I just read an article in the most recent issue of Future Reflections (the magazine of the National Organization of Parents of Blind Children). Of course, it was about equal expectations, as this organization aims towards the “good enough” standard for disability rights: blind children should be expected to achieve at least the same as sighted children.
What struck me, however, was how the writer emphasized completely the same expectations. For example, blind children should be expected, according to him, to have the same reading speed in braille as sighted children do with print: the commonly-accepted belief that braille readers read only 120 words per minute, while sighted print readers read at least 300, should be abandoned.
I have no problem with encouraging reading, and stimulating a child to read faster than what is believed to be the norm. Automatically giving braille reades double time on reading tests (as happens in the Netherlands) is stupid. After all, we won’t have double time to complete our job projects either. However, if a child cannot read as fast as his sighted peers, this is not in itself a dramatic problem. I have always hated reading test, cause I was very slow even for a braille reader. I have no idea of my current reading speed, and don’t know how it would be measured most accurately, as I rarely if ever read from braille paper now (I read using my braille display), so I think measurign my braille display reading speed would be more realistic than having me read from paper. In any case, I’m pretty certain that I won’t even reach the 120 words benchmark believed to be the norm for blind readers. However, I rarely required extra time on tests in school (I was entitled to 20% extra time), even foreign language reading tests. The reason is that, while I cannot read as fast as my sighted counterparts, I don’t need to read something as often in order to remember it.
I did have academic problems due to my slow reading speed. For instance, in Dutch literature, where my sighted peers didn’t read a book multiple times either, it took me considerably longer to finish the project. In foreign languages, I was closer to my peers, because of my better fluency in these languages (for example, most people take longer to read an English book than that same book in Dutch, but I don’t).
I was a good student with above-average grades in high school and college and got an excellent grade on the one test I took at university, three days before my hospitalization.
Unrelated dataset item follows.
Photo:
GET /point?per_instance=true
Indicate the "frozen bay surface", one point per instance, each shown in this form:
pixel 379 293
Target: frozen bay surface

I was not a straight A student. Maybe I would’ve been one if I’d been able to read 300 words per minute, but I didn’t reach that point. Still, I was better than most of my sighted age peers academically. I may not have been better than my imaginary sighted clone – or whatever that “full potential” thing is considered to be -, but there is no such clone.
I am all in favor of equal expectations. If possible, this includes stimulating a child to reach the same objectives their non-disabled peers reach. After all, you don’t want to have the situation where you expect the child to go to college somehow when she’s grown-up but don’t care how she’s going to manage her reading now that she’s in third grade. Just because a child is blind, doesn’t mean she cannot achieve the same academic goals as her sighted peers – and that may include, for some, that they will eventually read 300 words per minute as an adult. However, if a child happens to not meet a particular expectation that her sighted peers do meet (such as 130 words per minute reading speed in third grade), that doesn’t mean there is no way she is eventually going to go to college. If a child, blind or sighted, lacks particular skills, do you need to force her to acquire them exactly as her peers do, at any cost (and note how much extra training children with disabilities already get to normalize them, leaving hardly any time for them to be children), or can you also encourage her to use the skills she does have (such as an excellent memory) to compensate for her weaknesses? Setting short-term objectives (such as a third-grader reaching age-appropriate reading goals) is important, because it will encourage a chidl to learn when she’s capable of it and it will allow you as a parent or teacher to spot potential deficits if she still turns out to have difficulties. However, just because a child doesn’t read at his grade level, doesn’t mean she won’t go to college or get employment. Not all sighted children read at grade level, either.
As a side note, of course my slow reading was influenced by factors relating to my blindness and the expectations set for a blind child. For one thing, I started out as a print reader even though my vision was too poor for print. However, I was stimulated to read (my mother and sister are both avid readers). Maybe I would’ve achieved higher if the double time standard hadn’t existed in the Netherlands or if I’d been exposed to braille from an early age on. I just want to say that just because a blind child doesn’t have the exact same abilities that her sighted peers do, doesn’t mean she cannot achieve, or that she’s not expected to achieve in the long run.